As previously reported, the City Council is considering an order, sponsored by Ward 5 Councilor James McCauley, to temporarily shut down traffic on portions of State and Pleasant streets. Doing so would allow restaurants to use the extra space for expanded outdoor seating.

At its meeting May 11, the council sent the order to its Ad Hoc Committee on Economic Development and Committee of the Whole for further review.

Speaking with Local Pulse host Joe DiBiase on the weekly internet radio show, Holaday said a lot of details would need to be worked out before the proposal could be put into place.

“Each restaurant has unique needs and spaces, but we’re willing to work with any restaurant about how they could potentially expand outdoor dining,” she said.

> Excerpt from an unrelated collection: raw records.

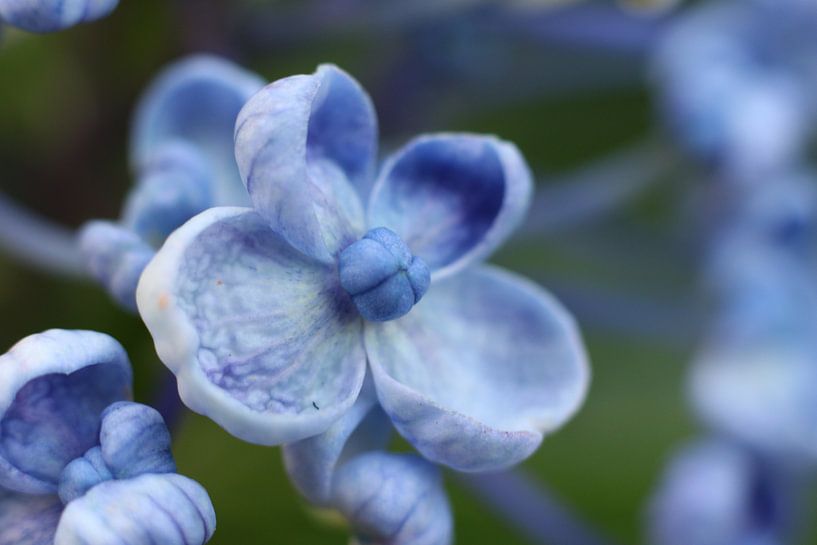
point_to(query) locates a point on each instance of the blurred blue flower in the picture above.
(182, 153)
(258, 310)
(51, 15)
(78, 463)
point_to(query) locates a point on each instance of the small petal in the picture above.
(28, 520)
(311, 463)
(453, 198)
(262, 339)
(392, 499)
(135, 440)
(115, 257)
(197, 100)
(51, 15)
(482, 368)
(147, 510)
(303, 146)
(53, 389)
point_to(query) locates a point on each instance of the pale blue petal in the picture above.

Not all restaurants have outdoor seating, so it would take time to work with those spaces to determine specific needs and how they would acquire tables and other supplies, she said.

The Grog, for example, doesn’t have outdoor seating, but it does have a parking lot, which Holaday suggested it could consider using for seating space. She also noted that Brick & Ash, which has limited outdoor seating, might consider expanding into its parking lot as well.

At least one restaurant said it would not be worth opening unless it could seat at least 70% of its capacity, according to Holaday.

The city would also have to look at liquor licenses and how those would be different with expanded outdoor seating. Holaday said Councilor at large Joe Devlin, through his law practice, is working with the city and the state to see if there are ways to relax some of the stricter laws regarding alcohol.

“If we could move and expand into the street, would we also be able to expand serving alcohol?” Holaday said. “Because I think that’s key for people to succeed, too, in terms of revenue for restaurants.

“We also have to be sensitive to the fact that some restaurants have really been able to just barely survive by doing the grab-and-go and we can’t block off that access, either,” she added.

Blocking off parts of streets and changing the flow of traffic won’t come easy, either, she said, adding that it takes people long enough to get used to permanent street changes. For this reason, Holaday said the city couldn’t shut down streets for just a few days a week.

“So, do we do it from July 1 to Sept. 1?” she said. “These are all the kinds of questions we have to answer. There has to be some level of equity as you begin to look at reopening all these restaurants.”

Holaday said the city has to ensure accessibility for restaurants and residents.

“It’s going to be a challenge to work with each of these restaurants to see what they can and what they want to do,” she said. “Certainly, they have to look at what the return and the investment of costs are.”